Il s’agit cependant de prendre en compte le fait que l’engagement plus ou moins important des personnes dans des activités physiques semble dépendre de différents facteurs psychologiques.
Ainsi, dans une étude prospective menée sur une période de 18 mois chez des personnes d‘âge moyen et des personnes âgées, White, Wojcicki et Mc Auley (2012) ont montré le rôle (direct et indirect via les conséquences attendues de l’activité physique) du sentiment d’auto-efficacité, à savoir les croyances des personnes dans leurs capacités d’effectuer le programme d’activités physiques. De plus, Stahl et Hicks Patrick (2012) ont mis en évidence, chez des adultes âgés de 20 à 88 ans, que l’engagement dans une activité physique était plus important si les personnes avaient une perspective future plus étendue, c’est-à-dire, si elles considéraient que leur futur comportait beaucoup d’opportunités et qu’elles disposaient d’une période à vivre plus étendue. Il s’agit là de facteurs que toute intervention visant à promouvoir l’engagement dans des activités physiques se devrait de prendre en considération.
Un facteur important limitant l’engagement des personnes âgées dans des activités physiques concerne la perception d’incapacités fonctionnelles, laquelle peut être atténuée en augmentant le sentiment d’auto-efficacité, mais aussi en proposant aux personnes âgées des exercices visant à limiter ces incapacités. Dans cette perspective, au sein de l’Association VIVA (voir http://association-viva.org/programme.html), nous avons mis en place un projet intergénérationnel dans lequel des personnes âgées réaliseront des exercices en duo avec des enfants de 4 ans, dans le but d’optimiser leur équilibre et leur résistance physique. Au-delà du fait que tant les personnes âgées que les enfants sont à même de bénéficier du même type d’exercices d’équilibre et de résistance (voir notre chronique « Les relations entre la marche et le fonctionnement cognitif chez les personnes âgées : Optimiser la marche et l’équilibre par une approche intergénérationnelle »), nous pensons que l’approche intergénérationnelle pourrait aussi avoir des effets bénéfiques aux plans de la qualité de vie, de la capacité d’engagement et du sentiment d'appartenance à une communauté des personnes âgées, ainsi que de la mise en confiance et la motivation des enfants en bas âge (voir notre chronique « Les relations intergénérationnelles ont des effets bénéfiques tant pour les personnes âgées que pour les adolescents »).

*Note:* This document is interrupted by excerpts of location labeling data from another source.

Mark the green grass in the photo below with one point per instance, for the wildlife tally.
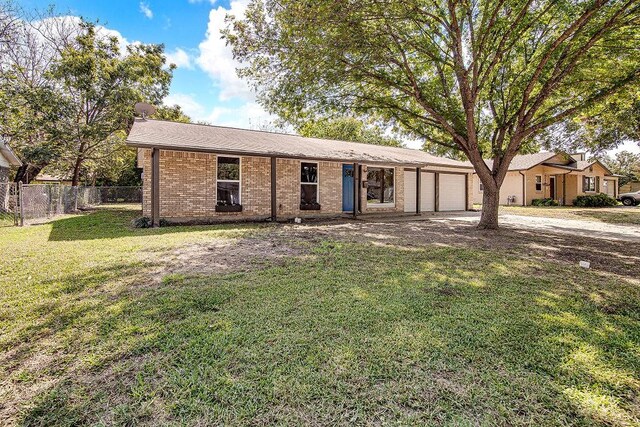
(609, 215)
(92, 332)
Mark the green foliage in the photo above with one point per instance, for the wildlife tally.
(595, 201)
(544, 202)
(69, 93)
(98, 89)
(625, 164)
(347, 129)
(479, 78)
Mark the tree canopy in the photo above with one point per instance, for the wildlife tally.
(70, 91)
(484, 78)
(625, 164)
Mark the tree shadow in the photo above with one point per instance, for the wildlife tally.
(114, 223)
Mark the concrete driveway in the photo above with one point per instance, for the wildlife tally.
(595, 229)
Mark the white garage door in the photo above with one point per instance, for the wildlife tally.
(427, 192)
(452, 192)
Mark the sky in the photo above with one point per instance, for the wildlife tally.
(205, 83)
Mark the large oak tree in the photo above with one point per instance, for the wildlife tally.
(482, 77)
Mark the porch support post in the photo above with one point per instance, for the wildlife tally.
(418, 177)
(466, 192)
(155, 187)
(436, 181)
(274, 207)
(356, 189)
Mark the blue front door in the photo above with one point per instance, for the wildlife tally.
(347, 188)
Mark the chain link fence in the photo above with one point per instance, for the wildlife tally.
(41, 201)
(8, 204)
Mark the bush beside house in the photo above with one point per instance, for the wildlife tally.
(544, 202)
(594, 201)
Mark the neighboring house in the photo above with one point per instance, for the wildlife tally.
(558, 176)
(199, 173)
(8, 159)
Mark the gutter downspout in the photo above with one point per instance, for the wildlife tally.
(524, 189)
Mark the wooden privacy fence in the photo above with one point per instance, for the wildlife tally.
(40, 201)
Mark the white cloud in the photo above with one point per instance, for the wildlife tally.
(216, 58)
(180, 58)
(247, 116)
(190, 106)
(146, 10)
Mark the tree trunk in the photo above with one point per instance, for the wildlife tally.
(490, 205)
(76, 172)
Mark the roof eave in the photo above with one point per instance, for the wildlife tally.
(138, 144)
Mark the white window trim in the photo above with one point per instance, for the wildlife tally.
(387, 204)
(594, 184)
(239, 180)
(535, 183)
(317, 183)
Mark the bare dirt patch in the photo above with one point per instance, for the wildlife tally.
(279, 243)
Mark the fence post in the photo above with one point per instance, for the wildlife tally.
(20, 201)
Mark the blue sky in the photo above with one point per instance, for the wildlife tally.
(205, 83)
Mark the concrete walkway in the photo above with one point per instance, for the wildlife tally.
(595, 229)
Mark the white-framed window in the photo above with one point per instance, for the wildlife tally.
(228, 181)
(538, 182)
(380, 185)
(588, 183)
(309, 184)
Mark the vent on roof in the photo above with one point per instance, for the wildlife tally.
(144, 110)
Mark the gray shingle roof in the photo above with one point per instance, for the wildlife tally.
(226, 140)
(526, 161)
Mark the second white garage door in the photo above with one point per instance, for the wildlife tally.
(452, 192)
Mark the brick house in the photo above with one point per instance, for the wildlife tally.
(558, 176)
(199, 173)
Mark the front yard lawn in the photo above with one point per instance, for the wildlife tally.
(617, 215)
(416, 323)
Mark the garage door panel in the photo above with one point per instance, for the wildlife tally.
(427, 191)
(452, 192)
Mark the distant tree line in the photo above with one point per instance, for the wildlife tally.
(68, 89)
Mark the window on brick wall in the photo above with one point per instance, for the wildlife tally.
(228, 181)
(588, 183)
(380, 185)
(309, 185)
(538, 182)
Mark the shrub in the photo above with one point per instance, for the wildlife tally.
(141, 222)
(544, 202)
(594, 201)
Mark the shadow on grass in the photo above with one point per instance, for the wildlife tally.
(358, 335)
(115, 223)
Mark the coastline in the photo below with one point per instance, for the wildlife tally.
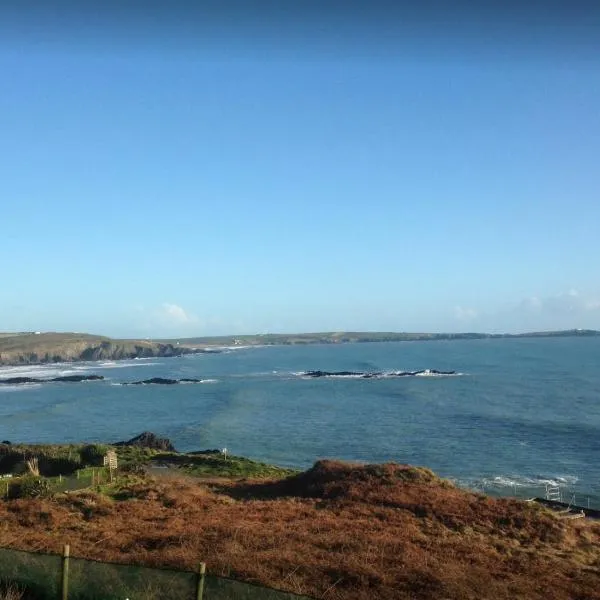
(386, 531)
(21, 349)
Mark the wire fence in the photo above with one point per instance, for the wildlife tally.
(55, 577)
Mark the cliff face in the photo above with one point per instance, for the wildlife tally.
(58, 347)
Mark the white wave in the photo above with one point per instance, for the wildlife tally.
(522, 481)
(428, 373)
(20, 387)
(123, 364)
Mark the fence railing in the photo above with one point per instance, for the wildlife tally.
(56, 577)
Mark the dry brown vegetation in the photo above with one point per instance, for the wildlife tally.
(336, 531)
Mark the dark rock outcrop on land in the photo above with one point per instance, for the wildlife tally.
(147, 439)
(376, 374)
(63, 379)
(163, 381)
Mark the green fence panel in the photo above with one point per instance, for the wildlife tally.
(93, 580)
(90, 580)
(40, 573)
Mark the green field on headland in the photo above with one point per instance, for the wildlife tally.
(40, 348)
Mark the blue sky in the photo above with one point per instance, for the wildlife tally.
(163, 186)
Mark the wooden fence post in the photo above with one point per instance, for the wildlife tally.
(65, 579)
(200, 581)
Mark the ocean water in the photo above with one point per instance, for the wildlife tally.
(522, 413)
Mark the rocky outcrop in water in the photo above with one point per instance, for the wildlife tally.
(163, 381)
(376, 374)
(64, 379)
(147, 439)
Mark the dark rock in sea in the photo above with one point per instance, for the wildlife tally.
(162, 381)
(63, 379)
(155, 381)
(333, 374)
(149, 440)
(78, 378)
(376, 374)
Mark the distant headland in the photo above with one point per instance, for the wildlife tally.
(28, 348)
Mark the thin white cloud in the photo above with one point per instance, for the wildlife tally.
(465, 313)
(177, 314)
(566, 310)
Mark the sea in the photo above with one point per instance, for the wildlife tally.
(518, 417)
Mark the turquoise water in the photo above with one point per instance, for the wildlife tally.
(523, 414)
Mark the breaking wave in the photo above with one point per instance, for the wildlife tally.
(375, 374)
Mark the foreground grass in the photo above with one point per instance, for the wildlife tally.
(336, 531)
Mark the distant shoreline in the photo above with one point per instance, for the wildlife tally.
(36, 348)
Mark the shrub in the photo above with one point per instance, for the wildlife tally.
(31, 487)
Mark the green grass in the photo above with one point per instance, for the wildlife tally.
(217, 465)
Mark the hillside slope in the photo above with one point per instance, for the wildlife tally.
(338, 531)
(42, 348)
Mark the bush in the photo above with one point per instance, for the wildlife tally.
(93, 454)
(31, 487)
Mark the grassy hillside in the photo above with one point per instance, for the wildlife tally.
(31, 348)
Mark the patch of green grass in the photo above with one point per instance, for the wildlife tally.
(134, 455)
(217, 465)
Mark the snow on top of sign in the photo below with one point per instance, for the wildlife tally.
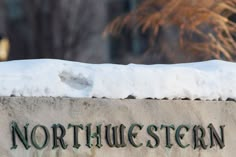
(210, 80)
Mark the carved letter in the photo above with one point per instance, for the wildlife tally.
(94, 135)
(33, 137)
(56, 138)
(150, 131)
(76, 130)
(179, 137)
(22, 138)
(115, 136)
(132, 135)
(199, 141)
(214, 135)
(168, 143)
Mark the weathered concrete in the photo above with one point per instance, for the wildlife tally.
(49, 111)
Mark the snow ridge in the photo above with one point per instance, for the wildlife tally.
(210, 80)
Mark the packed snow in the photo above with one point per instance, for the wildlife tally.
(210, 80)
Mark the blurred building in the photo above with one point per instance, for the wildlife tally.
(69, 30)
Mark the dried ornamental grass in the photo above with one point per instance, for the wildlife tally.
(204, 25)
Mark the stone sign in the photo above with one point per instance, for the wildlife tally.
(66, 127)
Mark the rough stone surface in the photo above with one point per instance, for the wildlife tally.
(49, 111)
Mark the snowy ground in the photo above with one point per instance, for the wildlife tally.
(211, 80)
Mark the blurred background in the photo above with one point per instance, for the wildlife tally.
(74, 30)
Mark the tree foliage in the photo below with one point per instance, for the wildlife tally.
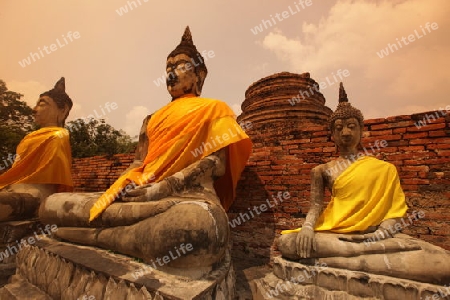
(96, 137)
(87, 138)
(16, 120)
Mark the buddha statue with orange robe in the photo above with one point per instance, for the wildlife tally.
(359, 230)
(176, 193)
(43, 159)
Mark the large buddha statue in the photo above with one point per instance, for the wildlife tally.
(173, 198)
(360, 227)
(43, 159)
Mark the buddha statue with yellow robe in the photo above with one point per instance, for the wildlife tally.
(359, 230)
(43, 159)
(173, 198)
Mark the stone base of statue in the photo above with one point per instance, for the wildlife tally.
(51, 269)
(11, 234)
(293, 280)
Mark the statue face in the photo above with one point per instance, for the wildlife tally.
(47, 113)
(347, 133)
(181, 76)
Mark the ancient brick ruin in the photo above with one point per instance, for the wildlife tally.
(289, 140)
(285, 116)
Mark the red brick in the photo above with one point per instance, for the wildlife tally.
(432, 161)
(421, 141)
(379, 126)
(427, 127)
(398, 118)
(320, 133)
(329, 149)
(438, 133)
(388, 149)
(438, 146)
(383, 137)
(417, 135)
(380, 132)
(411, 148)
(443, 152)
(414, 181)
(374, 121)
(415, 168)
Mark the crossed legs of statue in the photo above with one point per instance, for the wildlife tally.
(190, 227)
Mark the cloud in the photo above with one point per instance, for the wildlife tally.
(30, 89)
(134, 118)
(236, 108)
(350, 36)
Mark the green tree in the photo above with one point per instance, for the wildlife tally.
(96, 137)
(16, 120)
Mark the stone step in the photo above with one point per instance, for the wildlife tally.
(67, 271)
(6, 271)
(20, 289)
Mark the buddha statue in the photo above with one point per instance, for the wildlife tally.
(173, 198)
(43, 159)
(360, 228)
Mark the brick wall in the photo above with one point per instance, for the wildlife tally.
(282, 159)
(98, 173)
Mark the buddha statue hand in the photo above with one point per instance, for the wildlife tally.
(384, 231)
(305, 241)
(149, 192)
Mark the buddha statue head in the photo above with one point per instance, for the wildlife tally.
(53, 106)
(185, 68)
(346, 124)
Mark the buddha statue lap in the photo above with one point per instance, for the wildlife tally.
(173, 199)
(360, 229)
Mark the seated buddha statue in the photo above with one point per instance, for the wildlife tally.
(175, 194)
(43, 159)
(360, 228)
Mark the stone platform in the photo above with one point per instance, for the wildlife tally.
(51, 269)
(11, 232)
(292, 280)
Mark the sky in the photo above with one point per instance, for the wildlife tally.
(394, 54)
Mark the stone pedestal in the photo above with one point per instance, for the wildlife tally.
(10, 235)
(56, 270)
(292, 280)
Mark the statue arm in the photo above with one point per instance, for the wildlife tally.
(317, 196)
(142, 147)
(305, 240)
(199, 176)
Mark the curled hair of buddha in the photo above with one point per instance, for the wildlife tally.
(345, 110)
(58, 94)
(187, 47)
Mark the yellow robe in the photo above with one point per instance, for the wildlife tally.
(181, 133)
(43, 157)
(365, 194)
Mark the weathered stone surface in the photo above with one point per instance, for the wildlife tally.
(332, 283)
(20, 289)
(18, 206)
(284, 96)
(11, 233)
(73, 271)
(400, 257)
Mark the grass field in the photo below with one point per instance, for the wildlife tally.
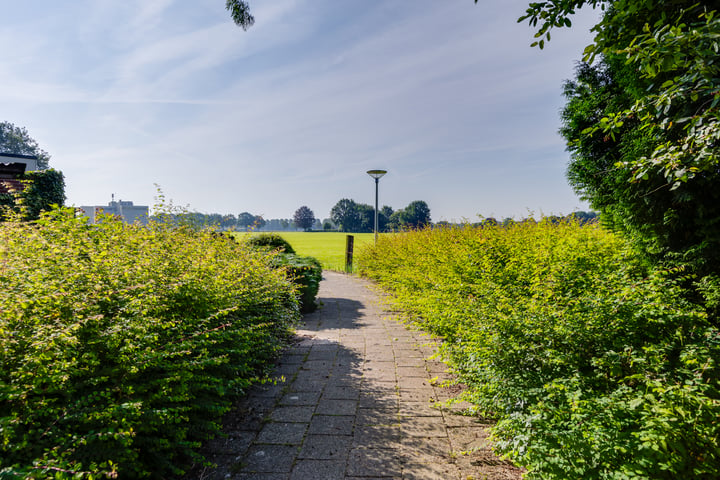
(328, 247)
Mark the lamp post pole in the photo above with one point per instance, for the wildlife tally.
(376, 174)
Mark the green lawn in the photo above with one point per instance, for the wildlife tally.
(328, 247)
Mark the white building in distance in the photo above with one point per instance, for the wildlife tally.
(128, 212)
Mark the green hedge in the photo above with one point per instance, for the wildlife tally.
(304, 272)
(594, 367)
(122, 346)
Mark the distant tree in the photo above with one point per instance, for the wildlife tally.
(240, 13)
(17, 140)
(346, 215)
(245, 220)
(304, 218)
(415, 215)
(228, 221)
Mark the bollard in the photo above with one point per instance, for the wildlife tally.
(348, 253)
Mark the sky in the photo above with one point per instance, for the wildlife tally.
(448, 97)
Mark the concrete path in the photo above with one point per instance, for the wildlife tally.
(354, 400)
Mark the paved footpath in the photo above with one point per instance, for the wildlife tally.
(354, 400)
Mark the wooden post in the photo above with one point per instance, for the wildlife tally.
(349, 241)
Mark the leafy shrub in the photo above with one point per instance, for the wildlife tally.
(271, 241)
(43, 189)
(593, 366)
(306, 274)
(122, 346)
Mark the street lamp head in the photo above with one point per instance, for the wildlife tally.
(376, 174)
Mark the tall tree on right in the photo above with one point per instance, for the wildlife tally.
(647, 153)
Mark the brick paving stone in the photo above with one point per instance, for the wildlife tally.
(412, 371)
(293, 414)
(259, 476)
(431, 471)
(332, 425)
(354, 399)
(269, 458)
(377, 416)
(326, 447)
(418, 409)
(300, 398)
(341, 392)
(374, 462)
(423, 427)
(318, 470)
(282, 433)
(336, 407)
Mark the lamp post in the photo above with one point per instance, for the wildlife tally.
(376, 174)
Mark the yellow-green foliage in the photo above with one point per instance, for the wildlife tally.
(327, 247)
(121, 346)
(594, 367)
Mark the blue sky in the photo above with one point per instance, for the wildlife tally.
(446, 96)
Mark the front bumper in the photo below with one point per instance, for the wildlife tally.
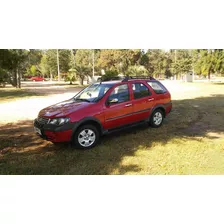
(54, 133)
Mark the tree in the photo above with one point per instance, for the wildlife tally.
(82, 72)
(119, 60)
(182, 62)
(13, 61)
(137, 70)
(207, 62)
(44, 66)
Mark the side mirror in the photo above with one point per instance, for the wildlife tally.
(114, 100)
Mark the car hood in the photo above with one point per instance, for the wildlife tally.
(63, 108)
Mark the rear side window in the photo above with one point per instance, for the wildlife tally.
(157, 87)
(121, 93)
(140, 90)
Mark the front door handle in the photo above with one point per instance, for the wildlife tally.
(128, 105)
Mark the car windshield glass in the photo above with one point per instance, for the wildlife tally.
(93, 92)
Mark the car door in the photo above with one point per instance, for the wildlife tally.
(143, 101)
(118, 107)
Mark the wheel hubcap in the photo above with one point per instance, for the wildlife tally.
(158, 117)
(86, 137)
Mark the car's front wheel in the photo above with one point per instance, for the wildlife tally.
(86, 137)
(156, 119)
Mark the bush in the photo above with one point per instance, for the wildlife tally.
(3, 77)
(110, 74)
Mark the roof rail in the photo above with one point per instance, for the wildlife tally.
(137, 77)
(111, 78)
(125, 78)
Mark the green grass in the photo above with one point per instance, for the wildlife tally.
(9, 94)
(191, 141)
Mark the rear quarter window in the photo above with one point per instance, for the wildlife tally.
(157, 87)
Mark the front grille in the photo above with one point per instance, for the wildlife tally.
(43, 120)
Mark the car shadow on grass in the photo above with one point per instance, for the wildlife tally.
(22, 152)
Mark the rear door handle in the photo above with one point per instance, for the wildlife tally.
(128, 105)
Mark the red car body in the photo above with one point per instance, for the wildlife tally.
(105, 117)
(37, 78)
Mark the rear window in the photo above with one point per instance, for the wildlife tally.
(157, 87)
(140, 90)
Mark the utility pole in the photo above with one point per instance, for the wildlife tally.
(59, 78)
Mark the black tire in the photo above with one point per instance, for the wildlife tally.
(153, 122)
(77, 136)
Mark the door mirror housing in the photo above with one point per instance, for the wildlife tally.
(112, 101)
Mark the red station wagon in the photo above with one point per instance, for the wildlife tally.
(37, 78)
(104, 107)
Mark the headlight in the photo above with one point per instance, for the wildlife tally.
(59, 121)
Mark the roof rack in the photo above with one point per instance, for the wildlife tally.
(124, 78)
(127, 78)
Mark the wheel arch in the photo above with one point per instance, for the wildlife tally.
(159, 106)
(87, 120)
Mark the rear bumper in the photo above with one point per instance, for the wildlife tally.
(54, 133)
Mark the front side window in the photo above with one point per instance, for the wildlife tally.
(140, 90)
(157, 87)
(93, 93)
(119, 94)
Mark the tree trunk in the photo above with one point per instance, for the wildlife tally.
(82, 81)
(209, 74)
(19, 79)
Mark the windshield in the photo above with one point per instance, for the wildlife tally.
(93, 93)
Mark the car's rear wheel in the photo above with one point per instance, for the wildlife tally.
(156, 119)
(86, 137)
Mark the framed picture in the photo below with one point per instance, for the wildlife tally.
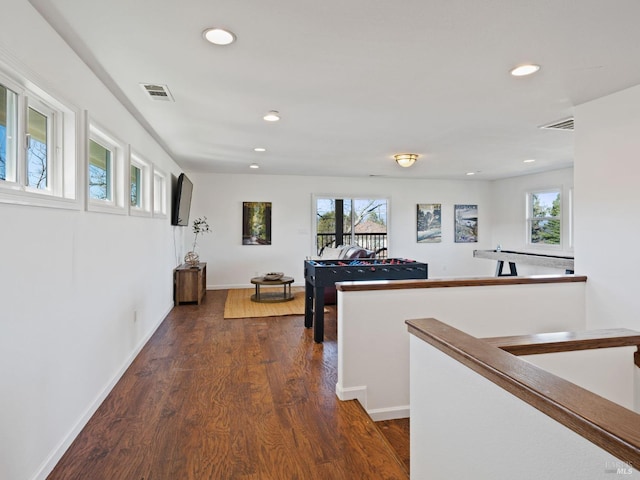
(466, 223)
(429, 223)
(256, 223)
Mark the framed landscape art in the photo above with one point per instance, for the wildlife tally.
(466, 223)
(256, 223)
(429, 223)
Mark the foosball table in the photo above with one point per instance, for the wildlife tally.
(320, 274)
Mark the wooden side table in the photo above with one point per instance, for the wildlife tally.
(189, 283)
(263, 297)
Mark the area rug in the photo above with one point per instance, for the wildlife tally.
(239, 304)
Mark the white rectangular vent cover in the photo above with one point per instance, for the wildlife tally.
(157, 92)
(566, 124)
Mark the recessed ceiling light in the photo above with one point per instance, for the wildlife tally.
(523, 70)
(219, 36)
(272, 116)
(405, 160)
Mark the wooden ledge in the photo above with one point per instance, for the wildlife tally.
(457, 282)
(566, 341)
(601, 421)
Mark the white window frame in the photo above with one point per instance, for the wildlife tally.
(351, 198)
(62, 189)
(53, 150)
(119, 175)
(159, 194)
(530, 219)
(146, 185)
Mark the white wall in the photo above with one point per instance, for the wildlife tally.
(373, 343)
(607, 202)
(80, 292)
(508, 203)
(468, 427)
(220, 197)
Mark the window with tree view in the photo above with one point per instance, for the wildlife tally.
(100, 176)
(8, 125)
(37, 149)
(544, 217)
(136, 177)
(347, 221)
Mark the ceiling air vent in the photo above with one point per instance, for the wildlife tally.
(157, 92)
(566, 124)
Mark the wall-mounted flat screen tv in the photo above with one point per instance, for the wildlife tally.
(182, 201)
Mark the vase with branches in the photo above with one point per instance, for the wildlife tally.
(200, 226)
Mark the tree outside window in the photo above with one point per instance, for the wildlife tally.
(356, 221)
(545, 218)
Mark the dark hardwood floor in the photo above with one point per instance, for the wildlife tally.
(209, 398)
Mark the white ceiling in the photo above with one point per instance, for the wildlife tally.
(358, 80)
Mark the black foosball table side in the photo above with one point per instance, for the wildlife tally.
(321, 274)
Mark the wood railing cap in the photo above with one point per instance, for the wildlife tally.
(601, 421)
(566, 341)
(457, 282)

Erickson, K.I., Raji, C.A., Lopez, O.L., Becker, J.T., Rosano, C., Newman, A.B., et al. (2010). Physical activity predicts gray matter volume in late adulthood. The Cardiovascular Health Study. Neurology, 75, 1415-1422.
Erickson, K.I., Vos, M.W., Prakash, R.S., Basak, C., Szabo, A., Chaddok, L., Kim, J.S.,…., Kramer, A.F. (2011). Exercise training increases size of hippocampus and improves memory. Proceedings of the National Academy of Sciences, 108, 3017-3022.
Head, D., Singh, T., Bugg, J.M. (2012). The moderating role of exercise on stress-related effects on the hippocampus and memory in later adulthood. Neuropsychology, sous presse.
Johansson, L., Guo, X., Waern, M., Ostling, S., Gustafson, D., Bengtsson, C., & Skoog, I. (2010). Midlife psychological stress and risk of dementia: a 35-year longitudinal study. Brain, 8, 2217-2224.
Johansson, L., Skoog, I., Gustafson, D.R., Olesen, P.J., Waern, M., Bengtsson, C., Björkelund, C., Pantoni, L., Simoni, M., Lissner, L., & Guo, X. (2012). Midlife psychological distress associated with late-life brain atrophy and white matter lesions: A 32-year population study of women. Psychosomatic Medicine, 74, 120-125.
Stahl, S.T., Hicks Patrick, J. (2012). Adults’ future time perspective predicts engagement in physical activity. The Journal of Gerontology, Series B: Psychological Sciences and Social Sciences, sous presse.
White, S.M., Wojcicki, T.R., & McAuley, E. (2012). Social cognitive influences on physical activity behavior in middle-aged and older adults. The Journal of Gerontology, Series B: Psychological Sciences and Social Sciences, 67, 18-26.